Jose Mourinho’s tried and tested methods are not working as well as they did elsewhere at Manchester United, who were held to a 1-1 draw by West Ham at Old Trafford.
“We are the unluckiest team in the Premier League,” insisted Jose Mourinho after Manchester United drew 1-1 with Arsenal last weekend.
“In the last three matches at home, against Stoke we have to win 5 or 6-0 and we draw, against Burnley we have to win 5 or 6-0 and we draw and today we have to win 2 or 3-0 and we draw too, so I think we are the unluckiest team.”
For a fourth consecutive Premier League match at Old Trafford, United were held to a draw. For a fourth consecutive Premier League match at Old Trafford, United played the majority of the game on the front foot. For the fourth consecutive Premier League match at Old Trafford, could United consider themselves unlucky? The answer to that is simple: No.
Wherever Mourinho has been successful, the Portuguese has managed to convince himself, his players, and his club’s fans that the world is against them. Whether it be officials, opposition players, supporters, the fixture list, injuries, medical staff, mysterious forces or ghost goals, at some stage or another his team will have to overcome all of these things to come out on top.
To be fair to ‘the Special One’, his record suggests adopting a siege mentality works, and the loyalty shown by his key players at Porto, Chelsea (the first spell, at least), and Inter Milan is testament to this.
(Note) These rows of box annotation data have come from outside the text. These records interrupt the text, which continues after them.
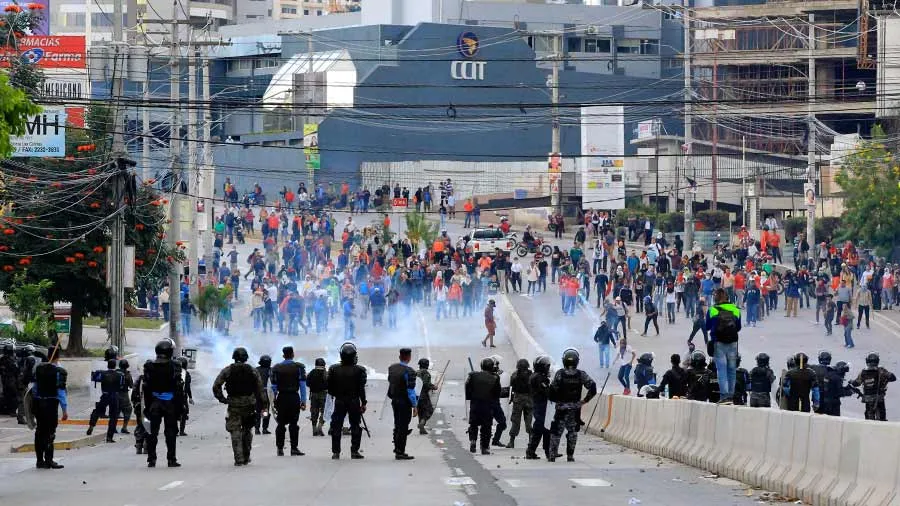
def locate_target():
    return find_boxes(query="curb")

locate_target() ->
[9,433,106,453]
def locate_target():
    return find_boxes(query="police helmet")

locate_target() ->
[866,351,881,367]
[231,346,250,364]
[563,348,581,368]
[834,361,850,376]
[691,350,706,368]
[103,346,119,361]
[153,339,175,358]
[339,342,358,365]
[533,355,550,374]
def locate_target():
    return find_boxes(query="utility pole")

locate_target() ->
[106,2,128,350]
[168,0,182,349]
[676,2,697,248]
[804,14,820,253]
[550,34,563,216]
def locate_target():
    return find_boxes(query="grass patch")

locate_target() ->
[84,316,163,332]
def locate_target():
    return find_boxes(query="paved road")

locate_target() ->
[0,208,776,506]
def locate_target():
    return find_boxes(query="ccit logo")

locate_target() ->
[456,32,481,58]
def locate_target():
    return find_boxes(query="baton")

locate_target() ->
[584,371,610,434]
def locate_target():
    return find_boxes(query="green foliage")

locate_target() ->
[836,125,900,255]
[6,272,53,322]
[697,210,731,230]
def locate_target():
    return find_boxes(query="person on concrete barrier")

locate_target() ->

But at what point do the excuses, the public displays of disgust at officials, and the bizarre press comments become too frequent? For the fourth consecutive game at Old Trafford, it appeared the Red Devils were starting to believe the conspiracies.
1980 – Man Utd have drawn four consecutive league games at Old Trafford for the first time since December 1980 (a run of five). Sketchy.
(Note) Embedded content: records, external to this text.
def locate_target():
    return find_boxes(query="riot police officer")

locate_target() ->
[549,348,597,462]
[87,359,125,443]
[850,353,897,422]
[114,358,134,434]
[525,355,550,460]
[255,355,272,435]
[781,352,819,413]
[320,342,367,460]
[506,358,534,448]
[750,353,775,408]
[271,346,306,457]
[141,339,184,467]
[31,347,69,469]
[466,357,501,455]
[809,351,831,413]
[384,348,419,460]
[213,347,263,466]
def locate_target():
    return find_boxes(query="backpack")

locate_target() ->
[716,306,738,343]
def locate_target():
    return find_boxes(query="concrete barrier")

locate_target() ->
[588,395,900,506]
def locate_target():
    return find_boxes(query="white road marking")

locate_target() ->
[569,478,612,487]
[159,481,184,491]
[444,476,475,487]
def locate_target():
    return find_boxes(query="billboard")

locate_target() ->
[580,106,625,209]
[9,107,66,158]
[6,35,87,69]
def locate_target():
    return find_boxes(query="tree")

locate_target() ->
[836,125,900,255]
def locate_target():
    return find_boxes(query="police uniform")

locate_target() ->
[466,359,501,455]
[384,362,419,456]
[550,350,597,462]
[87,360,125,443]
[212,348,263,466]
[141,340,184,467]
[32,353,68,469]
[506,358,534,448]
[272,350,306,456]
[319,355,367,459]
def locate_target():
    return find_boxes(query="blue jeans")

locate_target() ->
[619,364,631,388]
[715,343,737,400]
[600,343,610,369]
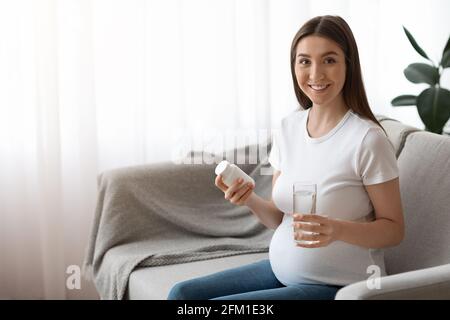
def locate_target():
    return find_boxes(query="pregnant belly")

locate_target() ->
[269,215,371,286]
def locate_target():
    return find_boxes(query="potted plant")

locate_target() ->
[391,27,450,134]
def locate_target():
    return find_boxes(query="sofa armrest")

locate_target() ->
[335,264,450,300]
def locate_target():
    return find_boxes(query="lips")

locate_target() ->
[308,84,330,92]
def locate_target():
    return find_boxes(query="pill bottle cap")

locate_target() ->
[215,160,230,175]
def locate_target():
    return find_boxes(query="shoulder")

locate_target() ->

— OptaJoe (@OptaJoe) November 27, 2016
And yet things were looking rosy for the hosts, who deserve credit for failing to be rocked by West Ham’s early opener. Rather than panic, Manchester United (because we can’t call them just ‘United’ when they were playing West Ham United, can we?) restored parity less than 20 minutes later with a sumptuous goal of supreme quality.
The movement of Zlatan Ibrahimovic as soon as Paul Pogba dropped his shoulder was exquisite, and the Frenchman rewarded his team-mate with the kind of pass which makes you realise why he cost a world-record fee. That is the ability which this squad possesses. That is a glimpse of just how good they can be.
Less than five minutes later, however, Manchester United, in control and in the ascendancy, suddenly were rattled.
Pogba received a booking for a diving in front of referee Jon Moss, and Mourinho exploded in anger on the touchline and was unsurprisingly sent to the stands, again. At one stage of his career, such moments were considered a Machiavellian ploy; a reminder that the world is indeed against his team.
These days are now long gone, as it becomes apparent he cannot help himself. It is certainly no longer helping his players, who rather than become emboldened, started to cut their own frustrated figures. Marcus Rashford, Jesse Lingard and Ibrahimovic all squandered chances which they should have done better with.
Just realised Mourinho has as many sendings off at Old Trafford in the league as he does home wins.
— Richard Martin (@Rich9908) November 27, 2016
Even if Manchester United perhaps are unluckier than most, the old saying suggests you make your own luck. Mourinho was able to field a starting XI which cost roughly £235million to assemble. By the time the three subsitutions had been made, the cost of the eleven players in a red shirt of the field was around £278million. That’s without including the likes of Ibrahimovic’s huge wages. The Old Trafford faithful have every right to expect more than three goals in the last four league matches held at the ground.
This weekend marked 24 years since Manchester United signed Eric Cantona, who went on to be the catalyst for Sir Alex Ferguson’s dynasty. Cantona became the King of Old Trafford because he acted like the King of Old Trafford; he believed that’s what he was.
On Sunday evening an enigmatic Frenchman did grace the Theatre of Dreams, but he was wearing Claret and Blue. Dimitri Payet displayed the swagger of Cantona, coupled with the ability. On numerous occasions the little genius tricked his way out of trouble, while he created Diafra Sakho’s goal with a wicked free-kick, and had the audacity to almost catch out David de Gea with a cheeky attempt of his own in the second half. No wonder he’s reportedly wanted by the Red Devils.
If there’s one thing you probably shouldn’t do with a team that includes Payet, it’s give away free-kicks. Only took 90 seconds.
— Liam Canning (@LiamPaulCanning) November 27, 2016
After the match the message from Manchester United remained like a broken record. “Another game the same. We control the game completely from the kick-off,” said Ander Herrera. “They score a very lucky goal and then we control and create chances.
“Their keeper was the best one more time. That happened against Stoke, Burnley and Arsenal. We don’t know what we have to do to win a game.”
That final sentence is a damning indictment of where Manchester United are at. The excuses need to stop, Mourinho needs to tell his players to start acted like royalty. Old Trafford needs a new King.